Recently I started buying bitcoins and I’ve heard a lot of discusses inflation and deflation however, not lots of people actually know and consider what inflation and deflation are. But let’s start with inflation.
We always needed a way to trade value and the most practical way to take action is to link it with money. During the past it worked quite well as the money that has been issued was associated with gold. So every central bank had to have enough gold to pay back all of the money it issued. However, during Bitcoin Era Site changed and gold isn’t what’s giving value to money but promises. As you can guess it’s very easy to abuse to such power and certainly the major central banks aren’t renouncing to do so. Because of this they’re printing money, so put simply they’re “creating wealth” out of nothing without really having it. This process not only exposes us to risks of economic collapse nonetheless it results also with the de-valuation of money. Therefore, because money is worth less, whoever is selling something has to raise the price of goods to reflect their real value, this is called inflation. But what’s behind the amount of money printing? Why are central banks doing this? Well the answer they would offer you is that by de-valuing their currency they are helping the exports.
In fairness, inside our global economy that is true. However, that is not the only real reason. By issuing fresh money we can afford to cover back the debts we’d, put simply we make new debts to pay the old ones. But that is not only it, by de-valuing our currencies we are de-facto de-valuing our debts. That’s why our countries love inflation. In inflationary environments it’s easier to grow because debts are cheap. But what are the consequences of all this? It’s hard to store wealth. If you keep the money (you worked hard to get) in your money you are actually losing wealth because your money is de-valuing pretty quickly.
Because each central bank has an inflation target at around 2% we can well say that keeping money costs most of us at least 2% each year. This discourages savers and spur consumes. This is one way our economies are working, based on inflation and debts.
What about deflation? Well this is often the opposite of inflation and it is the biggest nightmare for our central banks, let’s understand why. Basically, we have deflation when overall the prices of goods fall. This would be caused by an increase of value of money. Firstly, it would hurt spending as consumers will undoubtedly be incentivised to save lots of money because their value increase overtime. Alternatively merchants will be under constant pressure. They will need to sell their goods quick otherwise they will lose money because the price they will charge because of their services will drop over time.
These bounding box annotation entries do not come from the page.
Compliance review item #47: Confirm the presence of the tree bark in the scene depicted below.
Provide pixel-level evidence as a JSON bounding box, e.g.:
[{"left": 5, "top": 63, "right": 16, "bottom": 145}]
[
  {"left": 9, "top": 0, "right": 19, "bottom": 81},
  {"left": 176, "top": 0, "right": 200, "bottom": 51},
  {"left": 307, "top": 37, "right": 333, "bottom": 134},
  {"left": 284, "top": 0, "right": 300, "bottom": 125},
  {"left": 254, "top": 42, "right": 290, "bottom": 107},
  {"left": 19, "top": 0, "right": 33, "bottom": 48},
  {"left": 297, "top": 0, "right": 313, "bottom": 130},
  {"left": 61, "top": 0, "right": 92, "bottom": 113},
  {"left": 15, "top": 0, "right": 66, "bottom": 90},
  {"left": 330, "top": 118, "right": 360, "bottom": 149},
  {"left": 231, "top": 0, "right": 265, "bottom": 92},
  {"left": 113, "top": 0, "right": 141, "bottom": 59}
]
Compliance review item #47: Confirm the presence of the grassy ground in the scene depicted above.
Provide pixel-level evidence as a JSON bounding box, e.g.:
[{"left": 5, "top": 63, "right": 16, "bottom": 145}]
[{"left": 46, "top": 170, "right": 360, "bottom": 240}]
But when there is something we learned in these years is that central banks and governments usually do not care much about consumers or merchants, what they care the most is DEBT!!. In a deflationary environment debt will become a real burden as it will only get bigger as time passes. Because our economies derive from debt you can imagine what will be the consequences of deflation.
So to conclude, inflation is growth friendly but is based on debt. Therefore the future generations will pay our debts. Deflation alternatively makes growth harder but it means that future generations won’t have much debt to pay (in such context it might be possible to afford slow growth).
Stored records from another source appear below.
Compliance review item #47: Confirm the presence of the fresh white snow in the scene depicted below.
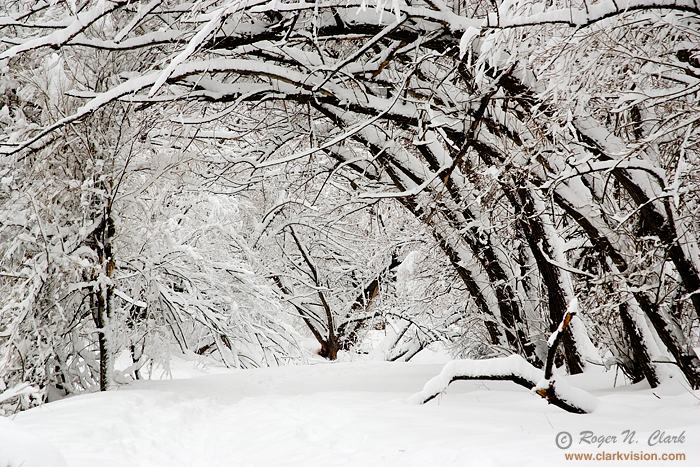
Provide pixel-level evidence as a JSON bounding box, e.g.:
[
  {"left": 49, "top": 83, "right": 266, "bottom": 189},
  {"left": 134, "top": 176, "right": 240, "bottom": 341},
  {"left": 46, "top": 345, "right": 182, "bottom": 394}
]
[{"left": 0, "top": 352, "right": 700, "bottom": 467}]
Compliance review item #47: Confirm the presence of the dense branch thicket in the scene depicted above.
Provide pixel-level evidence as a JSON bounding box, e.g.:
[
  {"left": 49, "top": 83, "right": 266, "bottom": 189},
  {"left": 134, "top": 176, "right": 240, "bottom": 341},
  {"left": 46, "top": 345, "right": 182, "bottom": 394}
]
[{"left": 0, "top": 0, "right": 700, "bottom": 414}]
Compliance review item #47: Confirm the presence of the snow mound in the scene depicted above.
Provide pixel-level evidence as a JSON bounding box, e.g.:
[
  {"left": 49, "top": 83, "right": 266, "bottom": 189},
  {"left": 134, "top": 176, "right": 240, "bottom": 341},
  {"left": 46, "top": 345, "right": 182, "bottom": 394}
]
[{"left": 0, "top": 417, "right": 67, "bottom": 467}]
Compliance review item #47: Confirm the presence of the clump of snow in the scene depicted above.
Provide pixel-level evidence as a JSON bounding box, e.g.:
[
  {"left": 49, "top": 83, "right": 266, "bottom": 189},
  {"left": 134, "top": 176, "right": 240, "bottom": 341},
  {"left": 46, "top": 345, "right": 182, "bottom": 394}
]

OK so how all this fits with bitcoins?
Well, bitcoins are made to be an alternative for the money and to be both a store of value and a mean for trading goods. They’re limited in number and we’ll never have a lot more than 21 million bitcoins around. Therefore they’re designed to be deflationary. Now we have all seen what the consequences of deflation are. However, in a bitcoin-based future it would still be possible for businesses to thrive. The ideal solution will be to switch from a debt-based economy to a share-based economy. Actually, because contracting debts in bitcoins will be very expensive business can still have the capital they need by issuing shares of their company. This could be an interesting alternative as it will offer you many investment opportunities and the wealth generated will be distributed more evenly among people. However, just for clarity, I have to say that part of the costs of borrowing capital will be reduced under bitcoins because the fees would be extremely low and there won’t be intermediaries between transactions (banks rip people off, both borrowers and lenders). This might buffer a few of the negative sides of deflation. Nevertheless, bitcoins will face many problems unfortunately, as governments still need fiat money to cover back the huge debts that people inherited from the past generations.